What makes a Marvel comic a Marvel comic?

     Note that the elements listed below, while commonplace today, were revolutionary when they first begain appearing in the Marvel titles during the early sixties.  Comic readers of the time had never seen anything quite like it.

Internal Continuity
     All of the books Marvel was releasing in the 1960's shared a single, common continuity, and crossovers between those books were fairly common.   Heroes and villians could (and would) pop up anywhere.  Thor might square off against Magneto, Spider-Man would apply for a job with the Fantastic Four, and Iron Man checks in with the X-Men to see if they've seen anything of the Hulk.  Even non-super hero titles, such as Pasty Walker, would get into the act from time to time (for instance, Patsy and her friend/rival Hedy would show up at the wedding of Mr. Fantastic and the Invisible Girl).

Heroes with Problems
     The life of a Marvel Superhero wasn't all fun and games, even beyond the usual superhero problem of maintaining a secret identity.  Spider-Man was hounded by the press, beset with money problems, unpopular at school, and his aunt seemed to be constantly on death's door. The Thing was angry and bitter about his inhuman appearance, Iron Man would die without his life-sustaining armor, Daredevil was blind, and so on.  Throw in arch-enemies like the Red Skull, the Mandarin, and Doctor Doom into the mix, and you have to wonder why anyone would want to be a superhero in the first place!

Heroes Don't Always Get Along
     As if having powerful arch-enemies bent on their destruction wasn't enough, heroes in Marvel Comics frequently found cause to beat each other up.  Sometimes this was because one hero would temporarily "go bad," such as when the Thing was brainwashed by the Frightful Four, or when the Angel was hit with a dose of radiation and battled Iron-Man.  More often than not, however, it was because heroes just got on each other nerves.

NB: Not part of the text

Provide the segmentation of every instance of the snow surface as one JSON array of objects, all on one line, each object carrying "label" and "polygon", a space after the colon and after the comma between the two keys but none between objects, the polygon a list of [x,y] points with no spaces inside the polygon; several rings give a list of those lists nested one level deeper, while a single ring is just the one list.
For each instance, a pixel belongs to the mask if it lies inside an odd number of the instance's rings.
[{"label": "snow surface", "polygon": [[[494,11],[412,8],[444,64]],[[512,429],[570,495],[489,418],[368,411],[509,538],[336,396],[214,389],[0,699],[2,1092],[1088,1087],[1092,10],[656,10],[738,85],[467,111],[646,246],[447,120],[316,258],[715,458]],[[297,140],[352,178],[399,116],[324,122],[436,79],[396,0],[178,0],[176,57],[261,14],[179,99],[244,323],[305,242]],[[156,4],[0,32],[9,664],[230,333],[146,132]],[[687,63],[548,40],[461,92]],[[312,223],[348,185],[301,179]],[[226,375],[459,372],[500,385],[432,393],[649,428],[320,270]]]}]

The rivalry between the Human Torch and Spider-Man is the best example of this, or the constant bickering among Quicksilver, Hawkeye and Captain America in the Avengers.  Just because they were on the same side of the law and justice was no guarantee that two heroes would be pals, let alone be able to stand the sight of each other.

Fuzzy Lines Between Heroes and Villians
     Sometimes it was hard to tell a bad guy from a good guy in a Marvel Comic.  The Avenger Hawkeye, and his love interest The Black Widow, both started their careers as villians; The Hulk, though he has saved the world time and again, was hunted and hounded by the US Army; Namor, although he had mellowed out and become postively heroic by the end of his career in the early fifties, renewed his war on the surface world when his memory was restored in the sixties.

The Stories are Set in the "Real World"
     Marvel heroes don't live in fictitious cities such as Gotham or Metropolis.  Their adventures take place in New York City, where they might run into the Beatles, or get a phone call from President Johnson!

What makes a silver age comic a silver age comic?

The menaces the heroes face are often either: 1) typical costumed villain; 2) communist agents; or 3) weird menaces from outer space.